The New York Yankees had advanced to yet another Fall Classic after posting the best record in the American League East, and they were pitted against the Arizona Diamondbacks of the National League.
The Diamondbacks won both of the first games played, leaving Yankee fans with a bleak outlook on the rest of the World Series on what was already a dreadful two months.
That’s when George Bush stepped to the mound when the nation needed him most.
Bush’s Bulletproof Vest & Conversation with Derek Jeter
Bush’s security officials actually wanted the president to throw the first pitch at either Game 1 or Game 2 in Phoenix, Arizona, arguing that it was much safer. Bush, however, stood firm on his decision. He was taking the mound in New York, and he wasn’t taking no for an answer.
On Oct. 30, Bush made his way to the Bronx in Marine One for Game 3 in Yankee Stadium. The leader of the free world had earlier that day just visited first responders who were working at the World Trade Center.
When Bush arrived to the Yankees clubhouse, secret service gave him a bulletproof vest to wear for the pitch. He then covered the bulky, armored article of clothing with a FDNY jacket and began to warm up. He wasn’t fond of the protective vest but understood.
“Hey man, I’ve got to throw the pitch. You wear the bulletproof vest,” Bush told ESPN he joked. “Their job was to protect me and therefore I wanted to make their job easier not harder.”
Afterward, Bush went to the batting cages to throw some warm-up pitches. None other than The Captain himself, Derek Jeter, walked in and greeted the president.
Jeter suggested to President Bush that he throw from on top of the mound, otherwise the thousands of Yankee fans inside the stadium would boo him. Bush agreed to do so and was prepared for his moment before Jeter offered him one more bit of advice.
“He turns around and says, ‘But don’t bounce it, or they’ll boo you,'” Bush told ESPN.
It’s safe to say there were absolutely no boos or negative comments.
President’s First Pitch in 2001 World Series
Bush walked from the dugout to the mound to a thunderous ballpark applause and the crowd cheering, “U-S-A! U-S-A!” He embraced the chant and responded with a thumbs up.
In one swift motion, Bush reared back and fired a perfect strike over home plate. Fans needed it. The American people needed it. With one pitch, the President of the United States helped heal a city and a nation.
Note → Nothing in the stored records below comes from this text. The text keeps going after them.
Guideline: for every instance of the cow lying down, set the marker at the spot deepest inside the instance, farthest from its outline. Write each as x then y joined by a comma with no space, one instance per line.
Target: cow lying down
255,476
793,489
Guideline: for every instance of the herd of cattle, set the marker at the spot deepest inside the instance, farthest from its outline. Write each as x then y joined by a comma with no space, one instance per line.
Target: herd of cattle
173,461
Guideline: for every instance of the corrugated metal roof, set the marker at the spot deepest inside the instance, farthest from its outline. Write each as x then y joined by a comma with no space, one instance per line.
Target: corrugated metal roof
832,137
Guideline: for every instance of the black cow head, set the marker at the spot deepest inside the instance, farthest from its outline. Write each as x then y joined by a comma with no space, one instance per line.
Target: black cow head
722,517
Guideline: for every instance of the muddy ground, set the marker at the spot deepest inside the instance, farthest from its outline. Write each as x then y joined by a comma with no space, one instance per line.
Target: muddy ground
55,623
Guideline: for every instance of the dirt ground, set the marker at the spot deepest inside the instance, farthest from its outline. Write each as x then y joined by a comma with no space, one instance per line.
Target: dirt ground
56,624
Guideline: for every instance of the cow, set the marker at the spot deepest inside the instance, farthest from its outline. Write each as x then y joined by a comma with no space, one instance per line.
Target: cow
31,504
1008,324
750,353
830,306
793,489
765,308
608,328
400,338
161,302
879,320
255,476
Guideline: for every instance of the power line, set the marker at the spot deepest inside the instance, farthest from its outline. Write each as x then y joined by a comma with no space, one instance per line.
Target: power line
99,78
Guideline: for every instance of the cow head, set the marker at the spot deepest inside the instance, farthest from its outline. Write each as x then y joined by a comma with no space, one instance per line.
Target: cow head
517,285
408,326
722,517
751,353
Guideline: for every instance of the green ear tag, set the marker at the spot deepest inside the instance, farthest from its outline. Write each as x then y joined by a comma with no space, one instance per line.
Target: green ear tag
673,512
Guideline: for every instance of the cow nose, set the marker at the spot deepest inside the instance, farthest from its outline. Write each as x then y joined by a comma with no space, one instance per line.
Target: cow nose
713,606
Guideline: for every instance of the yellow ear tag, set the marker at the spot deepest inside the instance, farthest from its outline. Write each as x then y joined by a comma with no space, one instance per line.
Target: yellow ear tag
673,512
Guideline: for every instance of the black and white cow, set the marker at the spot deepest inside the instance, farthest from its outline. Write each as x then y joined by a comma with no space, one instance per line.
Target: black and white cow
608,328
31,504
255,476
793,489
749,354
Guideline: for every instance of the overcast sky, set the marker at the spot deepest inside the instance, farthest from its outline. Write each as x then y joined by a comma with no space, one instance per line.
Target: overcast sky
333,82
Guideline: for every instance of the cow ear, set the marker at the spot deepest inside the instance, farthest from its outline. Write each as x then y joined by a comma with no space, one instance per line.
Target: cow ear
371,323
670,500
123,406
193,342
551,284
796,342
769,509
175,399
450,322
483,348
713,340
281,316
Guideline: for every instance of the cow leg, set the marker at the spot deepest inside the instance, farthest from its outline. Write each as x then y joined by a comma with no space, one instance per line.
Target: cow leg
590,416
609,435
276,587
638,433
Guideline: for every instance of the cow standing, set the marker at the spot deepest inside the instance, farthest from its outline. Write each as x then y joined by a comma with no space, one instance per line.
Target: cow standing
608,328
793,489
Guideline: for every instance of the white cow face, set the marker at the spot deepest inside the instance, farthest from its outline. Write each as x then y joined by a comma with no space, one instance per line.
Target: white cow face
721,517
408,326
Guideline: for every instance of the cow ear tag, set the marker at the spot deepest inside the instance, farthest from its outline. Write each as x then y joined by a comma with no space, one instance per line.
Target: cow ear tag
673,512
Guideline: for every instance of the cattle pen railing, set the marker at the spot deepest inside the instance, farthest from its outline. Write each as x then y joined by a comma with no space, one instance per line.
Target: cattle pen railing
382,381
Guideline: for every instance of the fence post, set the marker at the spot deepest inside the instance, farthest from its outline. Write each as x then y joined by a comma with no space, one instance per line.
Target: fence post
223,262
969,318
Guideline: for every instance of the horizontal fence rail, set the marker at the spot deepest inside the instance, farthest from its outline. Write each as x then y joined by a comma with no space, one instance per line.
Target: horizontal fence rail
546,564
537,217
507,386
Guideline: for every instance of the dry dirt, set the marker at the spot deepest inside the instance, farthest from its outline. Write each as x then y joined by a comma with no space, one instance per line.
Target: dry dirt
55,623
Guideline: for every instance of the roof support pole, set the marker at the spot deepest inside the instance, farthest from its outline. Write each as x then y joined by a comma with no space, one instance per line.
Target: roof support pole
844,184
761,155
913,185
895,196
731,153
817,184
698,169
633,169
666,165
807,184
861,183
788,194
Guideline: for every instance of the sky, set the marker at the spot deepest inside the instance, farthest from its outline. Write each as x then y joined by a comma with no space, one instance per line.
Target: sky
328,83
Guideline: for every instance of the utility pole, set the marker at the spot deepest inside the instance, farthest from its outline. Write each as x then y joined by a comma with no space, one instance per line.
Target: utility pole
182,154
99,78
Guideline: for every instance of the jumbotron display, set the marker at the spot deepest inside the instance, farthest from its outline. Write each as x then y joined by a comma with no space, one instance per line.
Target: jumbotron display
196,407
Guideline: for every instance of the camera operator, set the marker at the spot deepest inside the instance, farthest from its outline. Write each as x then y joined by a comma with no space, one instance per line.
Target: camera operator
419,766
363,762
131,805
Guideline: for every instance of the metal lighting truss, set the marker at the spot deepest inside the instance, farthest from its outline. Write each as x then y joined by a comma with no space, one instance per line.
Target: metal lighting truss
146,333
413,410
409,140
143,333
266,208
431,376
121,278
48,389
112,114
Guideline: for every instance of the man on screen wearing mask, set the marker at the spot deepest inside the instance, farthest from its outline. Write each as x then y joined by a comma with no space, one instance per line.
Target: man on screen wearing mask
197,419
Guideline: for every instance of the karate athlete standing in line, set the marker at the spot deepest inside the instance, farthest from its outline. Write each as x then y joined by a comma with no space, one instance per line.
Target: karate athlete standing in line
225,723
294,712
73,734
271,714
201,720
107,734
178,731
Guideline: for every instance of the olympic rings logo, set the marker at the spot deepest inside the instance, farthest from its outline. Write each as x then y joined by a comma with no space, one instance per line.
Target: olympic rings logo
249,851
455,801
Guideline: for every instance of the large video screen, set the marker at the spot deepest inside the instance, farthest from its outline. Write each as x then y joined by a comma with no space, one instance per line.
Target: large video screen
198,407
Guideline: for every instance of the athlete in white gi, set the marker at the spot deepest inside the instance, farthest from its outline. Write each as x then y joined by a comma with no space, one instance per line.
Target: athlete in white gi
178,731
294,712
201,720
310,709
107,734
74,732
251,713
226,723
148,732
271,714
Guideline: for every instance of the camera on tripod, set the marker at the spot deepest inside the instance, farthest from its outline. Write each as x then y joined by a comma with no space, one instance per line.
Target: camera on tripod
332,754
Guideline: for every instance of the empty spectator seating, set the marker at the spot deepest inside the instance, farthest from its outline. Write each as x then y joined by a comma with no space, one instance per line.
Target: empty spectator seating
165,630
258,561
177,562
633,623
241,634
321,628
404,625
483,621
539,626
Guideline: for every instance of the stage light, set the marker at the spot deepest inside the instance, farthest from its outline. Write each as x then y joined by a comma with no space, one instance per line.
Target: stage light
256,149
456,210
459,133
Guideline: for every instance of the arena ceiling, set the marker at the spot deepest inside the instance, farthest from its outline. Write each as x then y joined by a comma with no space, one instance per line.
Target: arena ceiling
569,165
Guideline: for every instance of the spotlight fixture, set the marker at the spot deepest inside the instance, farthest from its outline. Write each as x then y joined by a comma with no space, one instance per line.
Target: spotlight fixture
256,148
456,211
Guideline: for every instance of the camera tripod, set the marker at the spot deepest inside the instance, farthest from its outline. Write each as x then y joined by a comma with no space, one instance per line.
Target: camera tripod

“I had never had such an adrenaline rush as when I finally made it to the mound,” Bush told MLB.com. “I was saying to the crowd, ‘I’m with you, the country’s with you’…And I wound up and fired the pitch. I’ve been to conventions and rallies and speeches: I’ve never felt anything so powerful and emotions so strong, and the collective will of the crowd so evident.”
The Yankees went on to win the baseball game, 2-1. The next night, Jeter became “Mr. November” for hitting a classic World Series walk-off home run in Game 4. New York eventually fell to the D-Backs in Game 7 on Luis Gonzalez’s walk-off single.
Still, let’s never forget the most important World Series pitch from that year: George Bush’s ceremonial first pitch.